Menurut Purbaya, keputusan mengenai restrukturisasi ini telah dikomunikasikan secara langsung kepada mitra proyek. Langkah ini diambil sebagai bagian dari komitmen Indonesia dalam menjaga kepercayaan internasional, sekaligus menjadi bahan evaluasi mendalam terhadap fenomena pembengkakan biaya yang sempat terjadi pada tahap awal pembangunan.
Dalam keterangannya, Purbaya menekankan bahwa penyelesaian restrukturisasi ini sangat krusial bagi hubungan jangka panjang antara Indonesia dan Tiongkok. Ia mengungkapkan telah bertemu langsung dengan Menteri Keuangan Tiongkok untuk memberikan kepastian mengenai status proyek ini.
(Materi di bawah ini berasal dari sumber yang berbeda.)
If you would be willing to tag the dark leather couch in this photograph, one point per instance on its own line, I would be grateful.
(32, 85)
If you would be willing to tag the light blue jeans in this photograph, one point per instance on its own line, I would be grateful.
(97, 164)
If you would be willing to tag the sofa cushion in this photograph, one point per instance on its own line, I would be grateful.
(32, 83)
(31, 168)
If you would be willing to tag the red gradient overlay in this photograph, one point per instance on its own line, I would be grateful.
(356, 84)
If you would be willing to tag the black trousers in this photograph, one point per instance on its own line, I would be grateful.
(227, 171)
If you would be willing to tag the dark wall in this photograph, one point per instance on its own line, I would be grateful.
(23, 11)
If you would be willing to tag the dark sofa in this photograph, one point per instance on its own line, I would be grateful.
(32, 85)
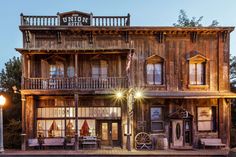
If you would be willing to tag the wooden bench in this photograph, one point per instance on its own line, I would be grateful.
(33, 142)
(53, 142)
(71, 142)
(143, 141)
(211, 142)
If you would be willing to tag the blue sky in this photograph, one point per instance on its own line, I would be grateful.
(143, 13)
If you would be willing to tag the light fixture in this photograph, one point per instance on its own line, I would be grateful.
(138, 94)
(119, 94)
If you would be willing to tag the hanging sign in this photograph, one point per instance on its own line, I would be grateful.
(74, 18)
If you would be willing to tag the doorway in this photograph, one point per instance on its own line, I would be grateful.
(177, 133)
(109, 131)
(181, 129)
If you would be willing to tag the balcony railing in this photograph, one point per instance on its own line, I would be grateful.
(107, 21)
(82, 83)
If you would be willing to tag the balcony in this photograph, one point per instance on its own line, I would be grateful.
(76, 83)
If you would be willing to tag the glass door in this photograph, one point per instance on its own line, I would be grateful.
(109, 132)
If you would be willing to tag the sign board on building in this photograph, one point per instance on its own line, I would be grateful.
(74, 18)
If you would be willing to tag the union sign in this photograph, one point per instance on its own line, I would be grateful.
(74, 18)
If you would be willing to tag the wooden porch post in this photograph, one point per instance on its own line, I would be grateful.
(23, 134)
(76, 97)
(76, 70)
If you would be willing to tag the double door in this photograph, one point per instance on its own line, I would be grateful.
(109, 132)
(181, 132)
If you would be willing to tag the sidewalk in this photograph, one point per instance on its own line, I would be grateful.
(116, 152)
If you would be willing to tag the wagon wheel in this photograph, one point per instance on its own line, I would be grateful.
(142, 138)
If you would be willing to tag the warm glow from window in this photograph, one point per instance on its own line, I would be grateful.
(119, 94)
(138, 95)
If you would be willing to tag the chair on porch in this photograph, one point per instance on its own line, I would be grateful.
(143, 141)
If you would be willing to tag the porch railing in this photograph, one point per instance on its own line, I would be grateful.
(107, 21)
(85, 83)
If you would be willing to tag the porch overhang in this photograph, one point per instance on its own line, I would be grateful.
(93, 50)
(191, 95)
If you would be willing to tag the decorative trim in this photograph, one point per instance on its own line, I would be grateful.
(161, 37)
(193, 36)
(59, 37)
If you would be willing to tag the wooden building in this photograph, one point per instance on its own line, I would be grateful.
(74, 64)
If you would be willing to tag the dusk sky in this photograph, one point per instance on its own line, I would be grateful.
(143, 13)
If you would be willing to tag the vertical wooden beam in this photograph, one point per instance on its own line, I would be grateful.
(119, 66)
(220, 81)
(23, 71)
(28, 67)
(76, 97)
(76, 70)
(23, 119)
(224, 121)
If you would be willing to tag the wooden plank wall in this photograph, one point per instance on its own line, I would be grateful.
(174, 49)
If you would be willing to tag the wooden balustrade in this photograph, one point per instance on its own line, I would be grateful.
(86, 83)
(107, 21)
(39, 20)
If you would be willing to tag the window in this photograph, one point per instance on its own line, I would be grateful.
(197, 73)
(154, 73)
(56, 70)
(157, 119)
(70, 71)
(55, 118)
(206, 118)
(99, 69)
(197, 68)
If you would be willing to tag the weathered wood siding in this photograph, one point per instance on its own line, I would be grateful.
(174, 49)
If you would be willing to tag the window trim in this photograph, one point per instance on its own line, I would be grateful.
(98, 64)
(197, 58)
(214, 121)
(155, 59)
(203, 63)
(158, 121)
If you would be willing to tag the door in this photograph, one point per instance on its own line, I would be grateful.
(109, 133)
(177, 133)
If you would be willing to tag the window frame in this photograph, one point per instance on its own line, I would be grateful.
(99, 65)
(161, 120)
(196, 74)
(153, 61)
(213, 120)
(59, 70)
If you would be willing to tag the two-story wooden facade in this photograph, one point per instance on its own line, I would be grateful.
(74, 63)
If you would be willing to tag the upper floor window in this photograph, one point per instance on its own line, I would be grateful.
(197, 69)
(157, 119)
(100, 69)
(197, 73)
(56, 70)
(206, 118)
(154, 70)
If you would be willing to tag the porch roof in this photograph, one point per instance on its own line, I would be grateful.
(191, 94)
(94, 50)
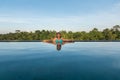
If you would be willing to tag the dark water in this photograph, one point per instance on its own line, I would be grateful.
(76, 61)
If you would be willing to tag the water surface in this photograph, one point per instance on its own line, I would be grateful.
(75, 61)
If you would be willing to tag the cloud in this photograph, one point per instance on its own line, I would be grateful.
(100, 20)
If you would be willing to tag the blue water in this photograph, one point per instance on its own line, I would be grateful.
(75, 61)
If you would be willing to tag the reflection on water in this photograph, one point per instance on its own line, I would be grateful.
(77, 61)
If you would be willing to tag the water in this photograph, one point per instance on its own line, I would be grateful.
(75, 61)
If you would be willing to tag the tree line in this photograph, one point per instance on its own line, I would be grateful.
(106, 34)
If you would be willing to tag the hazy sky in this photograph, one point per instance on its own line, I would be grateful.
(75, 15)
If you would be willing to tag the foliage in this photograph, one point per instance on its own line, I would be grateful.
(95, 34)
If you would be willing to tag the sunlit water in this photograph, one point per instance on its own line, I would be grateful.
(75, 61)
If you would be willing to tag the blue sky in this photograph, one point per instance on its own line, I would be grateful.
(75, 15)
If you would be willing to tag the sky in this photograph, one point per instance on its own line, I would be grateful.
(74, 15)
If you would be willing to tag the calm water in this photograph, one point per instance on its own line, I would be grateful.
(75, 61)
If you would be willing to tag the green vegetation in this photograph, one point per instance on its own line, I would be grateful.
(95, 34)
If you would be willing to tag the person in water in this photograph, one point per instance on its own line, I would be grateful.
(58, 41)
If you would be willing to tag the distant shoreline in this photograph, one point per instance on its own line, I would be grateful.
(73, 41)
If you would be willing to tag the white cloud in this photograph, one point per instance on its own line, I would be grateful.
(100, 20)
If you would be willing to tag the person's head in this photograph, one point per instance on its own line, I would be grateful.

"Kemarin saya ketemu Menteri Keuangan Tiongkok. Kan ini berhubungan dengan hubungan jangka panjang antara Indonesia dengan Tiongkok. Kan saya bilang ke Menteri Keuangan Tiongkok sudah diputuskan, tinggal diumumkan," tutur dia.
Baca juga: Cek Fakta: APBN Hanya Cukup untuk 3 Bulan
Selain soal investasi, proyek Kereta Cepat Whoosh dianggap sebagai simbol kapabilitas dan kredibilitas Indonesia di kancah global. Oleh karena itu, pemerintah berkomitmen untuk terus melakukan pengawasan ketat terhadap proyek-proyek besar agar dapat terlaksana dengan baik dan sesuai target demi menjaga kredibilitas bangsa di mata dunia internasional.
Purbaya kembali menegaskan bahwa penyelesaian masalah ini bukan sekadar urusan teknis investasi, melainkan pembuktian bahwa Indonesia adalah mitra kerja sama yang dapat diandalkan dan konsisten dalam menjalankan perjanjian internasional.